Notre destinée commune, c’est ainsi de jouer Dorian Gray à l’envers, et le jeune homme que je suis peinerait en effet quelquefois à se reconnaître dans son reflet s’il n’y surprenait pas le regard d’incompréhension qu’il est en train de lui jeter.

Les réseaux sociaux n’ont rien fait pour atténuer ce trouble. Claudine a découvert une autre page “Jean-Pierre Arbon” sur Facebook. Et là, bon, je veux bien admettre l’existence d’un décalage important entre ce qu’on s’imagine et la réalité, mais quand même, j’ai des doutes.

Vers le pôle

Une amie part à la retraite.
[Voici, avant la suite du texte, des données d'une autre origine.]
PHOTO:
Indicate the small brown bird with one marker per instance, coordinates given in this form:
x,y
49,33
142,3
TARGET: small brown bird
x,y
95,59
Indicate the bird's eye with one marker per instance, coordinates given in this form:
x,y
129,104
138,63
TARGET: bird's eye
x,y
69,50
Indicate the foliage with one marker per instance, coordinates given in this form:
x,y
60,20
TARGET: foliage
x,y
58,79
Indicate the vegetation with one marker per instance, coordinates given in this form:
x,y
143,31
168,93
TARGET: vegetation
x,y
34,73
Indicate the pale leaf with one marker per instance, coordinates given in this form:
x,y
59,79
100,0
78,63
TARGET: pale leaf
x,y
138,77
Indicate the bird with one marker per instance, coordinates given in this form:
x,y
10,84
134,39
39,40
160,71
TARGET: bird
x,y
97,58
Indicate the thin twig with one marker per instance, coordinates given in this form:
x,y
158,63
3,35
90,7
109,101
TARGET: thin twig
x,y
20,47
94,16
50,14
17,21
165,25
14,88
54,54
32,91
Elle quitte Paris et s’installe en province. Elle vend son appartement, se défait de ses meubles, s’éloigne de la plupart de ses relations. — C’est vraiment une page qui se tourne, me dit-elle.

Puis elle me cite cette phrase étrange qu’elle dit avoir lue quelque part : « vieillir c’est comme courir vers le pôle avec de moins en moins de vêtements ».

Vieillir en eaux jeunes

Si la vie est une circumnavigation, je repense à Moitessier. Lui, il avait choisi de bifurquer plutôt que d’aller sagement vers sa fin. Il était reparti vers le cap de Bonne Espérance, en refusant de boucler la boucle. Ça ne l’avait pas empêché de vieillir (« Pour prolonger la vie ? Vieillir ! Il n’y a pas d’autre méthode » disait Alexandre Vialatte) ni le temps de passer, mais au moins avait-il vieilli en eaux jeunes, et montré que ce n’est pas parce que l’éternité est impossible qu’il ne fallait pas en prendre le chemin.
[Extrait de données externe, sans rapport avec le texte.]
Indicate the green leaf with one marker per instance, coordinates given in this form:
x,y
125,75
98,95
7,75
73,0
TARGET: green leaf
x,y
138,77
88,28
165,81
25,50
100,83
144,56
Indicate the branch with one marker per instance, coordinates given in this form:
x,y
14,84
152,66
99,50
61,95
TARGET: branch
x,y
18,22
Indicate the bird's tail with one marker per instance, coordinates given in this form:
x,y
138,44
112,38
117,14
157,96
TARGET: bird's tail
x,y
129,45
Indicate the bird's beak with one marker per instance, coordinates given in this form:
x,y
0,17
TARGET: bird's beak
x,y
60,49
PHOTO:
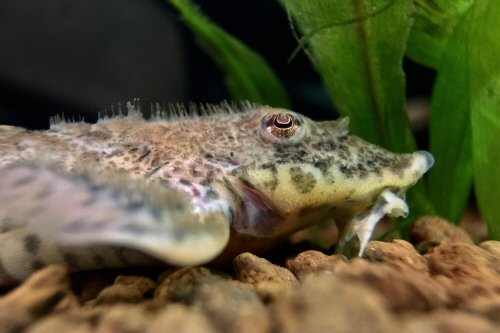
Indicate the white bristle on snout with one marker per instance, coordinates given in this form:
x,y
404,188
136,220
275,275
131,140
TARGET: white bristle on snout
x,y
423,161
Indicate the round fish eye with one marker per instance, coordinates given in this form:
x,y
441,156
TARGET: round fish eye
x,y
282,127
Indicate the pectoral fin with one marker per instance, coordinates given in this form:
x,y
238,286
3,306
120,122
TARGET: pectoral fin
x,y
363,224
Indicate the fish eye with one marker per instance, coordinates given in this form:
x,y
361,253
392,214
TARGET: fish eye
x,y
282,127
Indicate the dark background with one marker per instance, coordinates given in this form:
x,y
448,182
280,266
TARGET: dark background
x,y
81,57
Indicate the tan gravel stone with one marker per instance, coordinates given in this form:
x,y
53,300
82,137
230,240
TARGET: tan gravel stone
x,y
233,308
180,319
45,291
399,253
309,262
449,322
180,285
430,231
327,303
404,289
130,289
252,269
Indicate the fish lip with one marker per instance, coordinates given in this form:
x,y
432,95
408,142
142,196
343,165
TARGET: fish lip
x,y
423,161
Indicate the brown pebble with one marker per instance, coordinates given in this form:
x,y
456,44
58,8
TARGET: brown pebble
x,y
124,318
65,322
470,268
430,231
130,289
309,262
46,290
252,269
180,285
180,319
488,307
269,280
492,249
399,253
327,303
449,322
232,307
404,288
460,261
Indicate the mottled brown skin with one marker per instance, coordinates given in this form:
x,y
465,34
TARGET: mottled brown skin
x,y
271,170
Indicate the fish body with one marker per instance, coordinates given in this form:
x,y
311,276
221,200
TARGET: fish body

Il ne cherchait pas l’éternité d’ailleurs, juste la vie, c’est-à-dire le présent, être bien dans sa peau et en paix avec lui-même, jour après jour. « Parce que je suis heureux en mer, et peut-être aussi pour sauver mon âme », tels avaient été ses mots.

Et moi je sens que j’approche de ce point potentiel de bifurcation. Ou bien je maintiendrai le cap évident, celui de la route commune, où je goûterai probablement, dans un premier temps, les délices de la retraite et des alizés, ou bien je repartirai vers le sud, filer à nouveau vers des mers agitées et actives, tentant peut-être de revenir sur scène et d’y tenir un moment, même seul et sans succès, ou cherchant quelque façon neuve de m’ouvrir aux autres, s’il est question ici de sauver son âme.